There are two rituals, which seeks protection for all Tagbanwa wherever they may be, from the feared salakap, the spirits of epidemic, sickness and death. These two rituals are the pagbuyis and the runsay.

===Pagbuyis===
The pagbuyis is performed three times a year. The first is in November, and second in December. The third is when the moon can be seen during the daytime, called magkaaldawan.

===Runsay===
The runsay is described as the most dramatic of all Tagbanwa rituals. It is observed only once a year, at nighttime, on the fourth day after the full moon of December. It takes place on the beach near the mouth of the Aborlan River. The runsay, like the pagbuyis, is held to ask for protection against epidemic. The ritual begins at dusk and ends at dawn.

====Phases of Runsay====
There are five distinct phases in the runsay.
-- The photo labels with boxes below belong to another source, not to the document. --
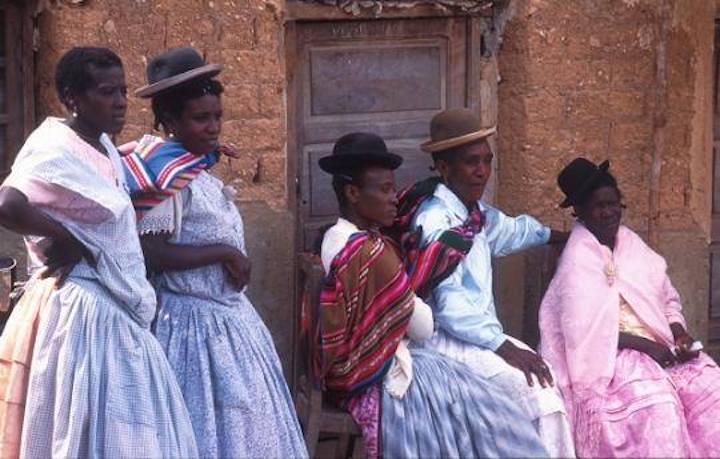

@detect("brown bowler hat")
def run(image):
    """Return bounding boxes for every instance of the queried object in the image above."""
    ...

[135,47,222,97]
[420,108,496,153]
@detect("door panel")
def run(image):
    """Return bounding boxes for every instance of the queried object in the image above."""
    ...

[296,17,469,250]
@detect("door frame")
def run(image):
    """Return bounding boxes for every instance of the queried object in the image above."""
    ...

[285,9,498,390]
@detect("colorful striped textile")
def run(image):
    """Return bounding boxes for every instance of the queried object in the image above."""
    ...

[119,135,220,221]
[314,232,414,394]
[386,177,484,299]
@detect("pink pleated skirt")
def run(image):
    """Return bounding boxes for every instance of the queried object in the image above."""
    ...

[575,349,720,458]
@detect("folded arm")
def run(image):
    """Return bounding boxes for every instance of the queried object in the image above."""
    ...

[140,233,250,290]
[485,207,562,257]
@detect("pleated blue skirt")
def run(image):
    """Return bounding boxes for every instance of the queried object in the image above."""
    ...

[382,349,548,458]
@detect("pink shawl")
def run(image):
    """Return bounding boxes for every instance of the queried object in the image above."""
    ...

[539,223,685,406]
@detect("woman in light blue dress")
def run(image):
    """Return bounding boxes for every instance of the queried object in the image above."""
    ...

[0,48,197,458]
[121,48,307,458]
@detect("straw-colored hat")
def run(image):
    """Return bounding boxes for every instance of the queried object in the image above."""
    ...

[135,48,222,97]
[420,108,496,153]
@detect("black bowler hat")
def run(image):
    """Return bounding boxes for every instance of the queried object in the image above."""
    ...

[558,158,610,208]
[318,132,403,174]
[135,48,222,97]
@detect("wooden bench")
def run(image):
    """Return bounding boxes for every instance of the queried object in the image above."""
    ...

[295,253,362,458]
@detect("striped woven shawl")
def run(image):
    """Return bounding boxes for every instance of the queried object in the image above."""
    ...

[386,177,484,299]
[315,232,414,394]
[119,135,219,221]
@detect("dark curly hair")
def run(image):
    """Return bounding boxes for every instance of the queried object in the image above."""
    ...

[152,78,223,130]
[55,47,123,108]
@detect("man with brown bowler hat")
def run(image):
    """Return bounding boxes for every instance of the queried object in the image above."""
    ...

[408,109,574,457]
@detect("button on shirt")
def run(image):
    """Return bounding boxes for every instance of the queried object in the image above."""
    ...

[412,184,550,351]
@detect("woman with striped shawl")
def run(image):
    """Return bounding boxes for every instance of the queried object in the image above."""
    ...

[316,133,546,457]
[121,48,307,458]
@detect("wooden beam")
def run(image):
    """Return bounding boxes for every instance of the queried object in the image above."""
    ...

[285,1,493,21]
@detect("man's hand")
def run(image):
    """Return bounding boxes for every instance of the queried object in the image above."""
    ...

[38,236,93,289]
[675,333,700,362]
[495,340,553,387]
[637,339,678,368]
[223,248,251,290]
[548,230,570,244]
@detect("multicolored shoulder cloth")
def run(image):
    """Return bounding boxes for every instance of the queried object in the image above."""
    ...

[118,135,220,221]
[385,177,485,299]
[314,232,414,395]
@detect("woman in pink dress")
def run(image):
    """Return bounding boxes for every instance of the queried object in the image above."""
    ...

[540,158,720,457]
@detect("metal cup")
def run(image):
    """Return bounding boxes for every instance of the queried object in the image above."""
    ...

[0,257,17,312]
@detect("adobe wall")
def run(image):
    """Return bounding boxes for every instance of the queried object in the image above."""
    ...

[498,0,715,336]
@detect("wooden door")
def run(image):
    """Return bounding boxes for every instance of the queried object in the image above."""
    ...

[290,17,472,251]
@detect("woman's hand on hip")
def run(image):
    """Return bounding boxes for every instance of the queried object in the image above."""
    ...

[223,247,252,290]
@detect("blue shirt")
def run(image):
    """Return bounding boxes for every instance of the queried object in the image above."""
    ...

[412,184,550,351]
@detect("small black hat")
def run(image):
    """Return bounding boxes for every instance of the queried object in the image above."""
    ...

[318,132,403,174]
[558,158,610,208]
[135,48,222,97]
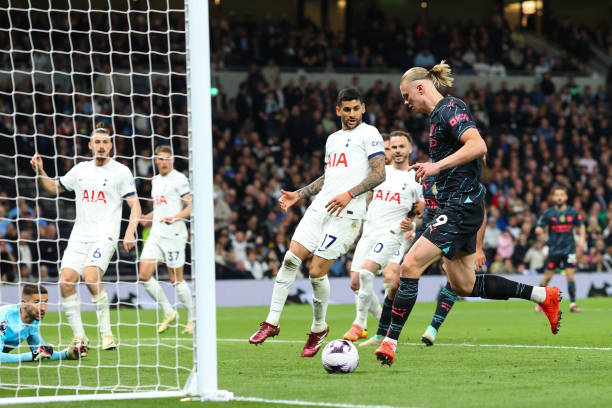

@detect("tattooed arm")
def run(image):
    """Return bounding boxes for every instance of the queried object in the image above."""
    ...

[325,155,386,215]
[278,174,325,211]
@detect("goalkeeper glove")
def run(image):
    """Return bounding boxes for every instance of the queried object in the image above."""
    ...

[66,339,89,360]
[32,344,53,361]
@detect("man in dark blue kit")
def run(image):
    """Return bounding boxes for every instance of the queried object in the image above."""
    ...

[375,61,561,365]
[536,187,586,312]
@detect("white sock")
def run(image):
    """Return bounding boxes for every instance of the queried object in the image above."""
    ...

[310,275,329,333]
[383,337,397,351]
[353,289,363,328]
[91,289,113,336]
[266,251,302,326]
[62,293,85,339]
[369,294,382,321]
[531,286,546,303]
[355,269,374,329]
[383,283,393,297]
[142,277,174,316]
[174,281,195,322]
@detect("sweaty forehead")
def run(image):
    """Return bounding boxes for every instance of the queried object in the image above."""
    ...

[90,133,111,142]
[340,99,361,109]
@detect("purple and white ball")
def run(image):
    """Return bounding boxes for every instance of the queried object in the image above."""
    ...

[321,339,359,374]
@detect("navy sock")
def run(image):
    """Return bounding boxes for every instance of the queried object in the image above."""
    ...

[470,274,533,300]
[387,278,419,340]
[431,282,457,330]
[567,281,576,303]
[376,296,393,336]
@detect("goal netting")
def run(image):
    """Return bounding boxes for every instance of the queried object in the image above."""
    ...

[0,0,206,397]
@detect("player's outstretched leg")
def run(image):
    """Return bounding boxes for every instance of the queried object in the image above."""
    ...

[468,274,562,334]
[565,268,580,313]
[174,280,195,334]
[83,266,117,350]
[138,259,178,333]
[359,292,395,347]
[60,268,89,344]
[421,282,457,346]
[374,276,419,365]
[249,249,306,344]
[302,275,329,357]
[344,269,376,341]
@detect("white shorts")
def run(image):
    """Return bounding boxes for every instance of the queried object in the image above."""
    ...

[291,208,361,259]
[60,238,117,275]
[351,232,405,273]
[140,235,187,268]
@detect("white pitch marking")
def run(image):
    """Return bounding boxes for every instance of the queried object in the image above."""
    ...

[233,397,418,408]
[217,339,612,351]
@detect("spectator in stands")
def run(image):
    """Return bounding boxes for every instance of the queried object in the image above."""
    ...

[0,240,17,282]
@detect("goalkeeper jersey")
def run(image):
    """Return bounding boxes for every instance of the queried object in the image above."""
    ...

[0,303,45,353]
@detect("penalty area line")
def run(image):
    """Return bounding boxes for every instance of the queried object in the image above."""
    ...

[217,339,612,351]
[232,397,416,408]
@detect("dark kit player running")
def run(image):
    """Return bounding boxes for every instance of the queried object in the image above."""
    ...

[536,187,586,312]
[375,61,561,365]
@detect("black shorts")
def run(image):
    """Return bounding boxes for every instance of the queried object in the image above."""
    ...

[544,253,576,271]
[423,201,484,259]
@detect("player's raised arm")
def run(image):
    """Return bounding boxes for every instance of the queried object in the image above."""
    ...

[123,194,142,252]
[30,154,65,196]
[325,154,386,215]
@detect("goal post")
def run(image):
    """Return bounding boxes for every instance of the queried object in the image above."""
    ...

[0,0,233,405]
[186,0,233,401]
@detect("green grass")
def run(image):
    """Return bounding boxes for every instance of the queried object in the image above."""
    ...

[0,298,612,408]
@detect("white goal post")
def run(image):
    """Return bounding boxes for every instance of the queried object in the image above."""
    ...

[0,0,233,405]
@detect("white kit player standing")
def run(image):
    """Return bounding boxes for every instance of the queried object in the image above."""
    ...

[139,145,195,334]
[344,131,424,341]
[30,123,140,350]
[249,88,385,357]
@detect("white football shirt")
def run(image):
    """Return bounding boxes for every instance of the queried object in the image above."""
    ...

[58,159,136,242]
[363,166,423,235]
[151,169,190,238]
[310,123,385,219]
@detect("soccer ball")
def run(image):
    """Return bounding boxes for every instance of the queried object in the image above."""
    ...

[321,339,359,374]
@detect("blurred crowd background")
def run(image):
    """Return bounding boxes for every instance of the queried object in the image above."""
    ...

[0,2,612,281]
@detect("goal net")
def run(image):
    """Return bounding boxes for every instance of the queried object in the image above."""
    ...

[0,0,206,397]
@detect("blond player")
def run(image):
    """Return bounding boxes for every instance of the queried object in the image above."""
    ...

[344,132,424,341]
[139,145,194,334]
[30,123,140,350]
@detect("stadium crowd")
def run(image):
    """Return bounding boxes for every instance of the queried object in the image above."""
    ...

[0,7,612,281]
[211,9,592,76]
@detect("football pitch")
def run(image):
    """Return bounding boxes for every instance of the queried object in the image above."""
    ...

[0,298,612,408]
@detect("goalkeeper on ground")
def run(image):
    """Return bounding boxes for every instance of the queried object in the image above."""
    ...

[0,284,87,364]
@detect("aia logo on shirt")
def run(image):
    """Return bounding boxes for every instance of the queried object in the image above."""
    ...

[374,190,401,204]
[325,153,348,167]
[448,113,468,126]
[81,190,107,204]
[153,196,168,205]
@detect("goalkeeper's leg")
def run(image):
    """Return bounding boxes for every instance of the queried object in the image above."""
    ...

[60,268,87,341]
[83,266,117,350]
[168,266,195,334]
[138,259,177,333]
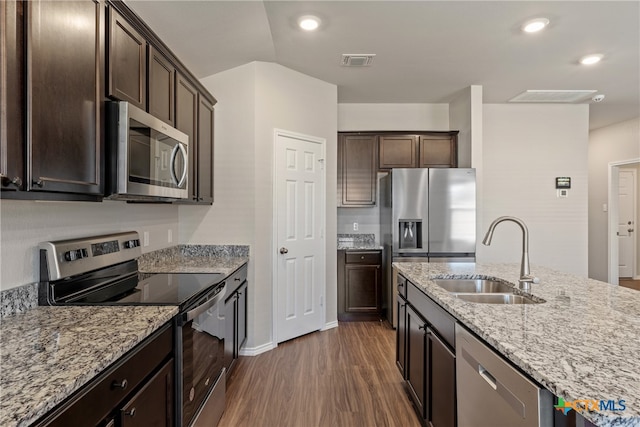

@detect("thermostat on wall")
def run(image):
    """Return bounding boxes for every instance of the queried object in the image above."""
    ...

[556,176,571,189]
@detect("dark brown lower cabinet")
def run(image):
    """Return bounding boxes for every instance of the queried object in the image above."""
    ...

[224,266,248,380]
[426,328,456,427]
[396,278,457,427]
[34,324,175,427]
[406,306,427,418]
[338,250,382,321]
[396,296,407,379]
[119,359,174,427]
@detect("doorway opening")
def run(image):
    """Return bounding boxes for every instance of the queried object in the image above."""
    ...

[607,158,640,285]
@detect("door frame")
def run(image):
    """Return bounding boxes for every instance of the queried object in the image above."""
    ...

[271,128,327,348]
[607,157,640,285]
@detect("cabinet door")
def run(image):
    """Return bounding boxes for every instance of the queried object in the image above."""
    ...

[378,135,418,169]
[345,264,381,314]
[119,359,174,427]
[405,305,427,418]
[108,8,147,110]
[0,0,25,190]
[148,46,176,126]
[196,95,213,204]
[237,282,247,356]
[176,73,198,200]
[27,0,104,194]
[396,296,407,379]
[224,292,238,372]
[420,135,458,168]
[427,328,456,427]
[338,135,378,206]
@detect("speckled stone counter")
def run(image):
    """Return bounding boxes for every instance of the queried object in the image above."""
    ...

[0,306,178,427]
[338,234,383,251]
[138,245,249,274]
[393,263,640,427]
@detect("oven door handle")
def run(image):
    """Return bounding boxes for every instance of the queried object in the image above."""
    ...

[184,283,227,322]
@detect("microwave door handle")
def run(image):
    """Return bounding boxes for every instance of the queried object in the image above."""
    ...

[169,144,180,185]
[177,144,189,188]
These include:
- 1st phase - the building of the bangkaran or banglay, a 3.6m ceremonial raft
- 2nd phase - the panawag, invocation to the spirits of the dead and the nine deities who rode the kawa on the sea; the burning of incense on the kadiyang atop the bangkaran; prayers by the rituals leader; lighting of the candle and offering of ritual foods to the deities
- 3rd phase - the second call to the deities to partake of the food, which the signal for the children to dive into the mound of food on the raft, and eat as much as they can; and the cleaning up and repair of the raft.
- 4th phase - the third invocation to the nine deities, followed by the individual family offerings represented by a woman; the tying of the chicken to the platform and the lighting of candles beside it; the hoisting of the raft towards the sea; the re-lighting of candles blown out by the wind; the throwing of a pinch of rice to the sea; and the voyage seaward of the bankaran.
- 5th phase - includes group singing and dancing after the raft has disappeared

===Pagdiwata===
At the center of the diwata rituals is the babaylan, who has the responsibility of selecting the areas for a new clearing, placating the spirits of the surroundings, providing magical charms for hunters and fishers, and curing all kinds of ailments. While any adult can invoke the spirits of the dead in other Tagbanwa rituals, only the babaylan can summon them in the pagdiwata.

===Bilang===
The bilang ceremony is the all-important ritual for the dead. It takes place after the rice harvest, a time when tabad becomes plentiful. Every family is expected to host one or more bilang rituals. The bilang rituals begin with the rite of divination, to determine which among the spirit relatives has caused a person's illness. This makes use of the babaylan, who performs the brief rite of panawag near the grave of the dead relative by making offerings of the betel quids and ceremonial cigarettes, and promises tabad should the ill become well. The celebrants together with the offerings prepare a jar of tabad with sipping reeds. The bilang ceremony involves the paurut (invocation) of as many spirit relatives as possible through incantation, and the burning of the parina (incense) whose pleasant smells attract the deities and spirits of the dead. The gongs are played as the paurut is being performed, and their music is an added incentive for the spirit to descend on the gathering. After the ritual offering of the articles have been laid out on the mat, the food is distributed to the children first, and then to the guests; then the bilang mat is removed. The communal drinking of tabad through the reed straws follows, a very festive social event that lasts through the night.